Thursday, May 30, 2013

Conundrum

So I do try to be a good person. I give all that I've got to as many as I can.  This has been the practice for many years now. In more recent months however, I've begun to shift.  Instead of giving willingly until depleted I've started demanding reciprocation. Not demanding verbally mind you, but a decidedly clear innuendo is given. I give to someone,  though it may not be the thing I want to do, but because it is right I do it anyway. Now after the first time that you wrong me,  I smile and pretend that I didn't notice because after all,  we're all human. The second time, I smirk at the emerging pattern but continue to hope that the goodness inside of you will outweigh the vile mess that you have just presented me.  When thrice you mistake my kindness for weakness,  and thrice you trample over my generosity and patients with a steam roller I will warn you. You are now treading on thin ice.  When you express shock and disgust at me standing up for myself, not standing for your bullshit behavior, and telling you to cut the shit I laugh. Imagine that. You find me behaving like you disturbing? Go fucking figure.
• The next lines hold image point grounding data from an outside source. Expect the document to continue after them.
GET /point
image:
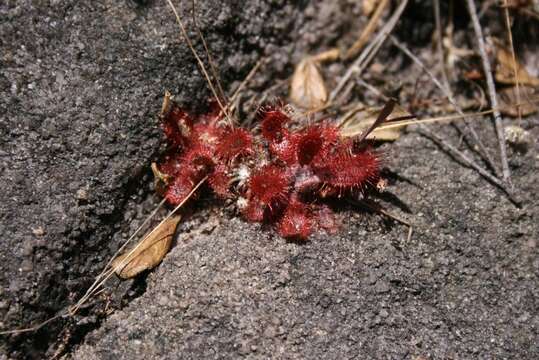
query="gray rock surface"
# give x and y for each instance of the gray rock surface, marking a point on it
(464, 286)
(80, 85)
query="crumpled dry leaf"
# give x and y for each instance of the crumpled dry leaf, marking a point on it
(505, 72)
(508, 101)
(368, 6)
(363, 119)
(308, 89)
(148, 253)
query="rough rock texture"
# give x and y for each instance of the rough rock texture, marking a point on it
(80, 85)
(464, 286)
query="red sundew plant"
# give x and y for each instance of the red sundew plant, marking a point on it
(278, 174)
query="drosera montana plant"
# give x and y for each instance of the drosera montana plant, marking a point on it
(276, 172)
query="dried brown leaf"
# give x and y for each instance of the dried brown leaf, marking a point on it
(505, 69)
(368, 6)
(363, 119)
(149, 252)
(308, 89)
(508, 103)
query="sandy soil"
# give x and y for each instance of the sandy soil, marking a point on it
(80, 87)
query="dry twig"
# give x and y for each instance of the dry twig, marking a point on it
(491, 90)
(199, 61)
(447, 92)
(369, 52)
(510, 36)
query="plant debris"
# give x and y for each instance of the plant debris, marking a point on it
(149, 252)
(509, 101)
(505, 69)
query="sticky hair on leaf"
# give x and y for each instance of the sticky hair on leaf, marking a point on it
(234, 143)
(201, 159)
(297, 221)
(219, 182)
(254, 211)
(351, 171)
(268, 184)
(178, 190)
(273, 121)
(285, 149)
Now when you've realized that I can see through your fake ass and am done putting up with your shit,  (this is the part that really chaps my hide) and you threaten me,  attack my character, insinuate maliciousness on my part or in any other way insult my integrity,  I will level you. I will tear your despicable ass down so fucking fast your head will spin.  And the icing on the cake is that everyone knows why I've done it and nobody will feel sorry for you. I've done more than my fair share and you have pissed on me every step of the way.  I'm no mad though. I genuinely hope that you better yourself and become freed of this cruel existence you lead. But I'm sure as hell not going to help you anymore. I'm all out of give-a-fuck.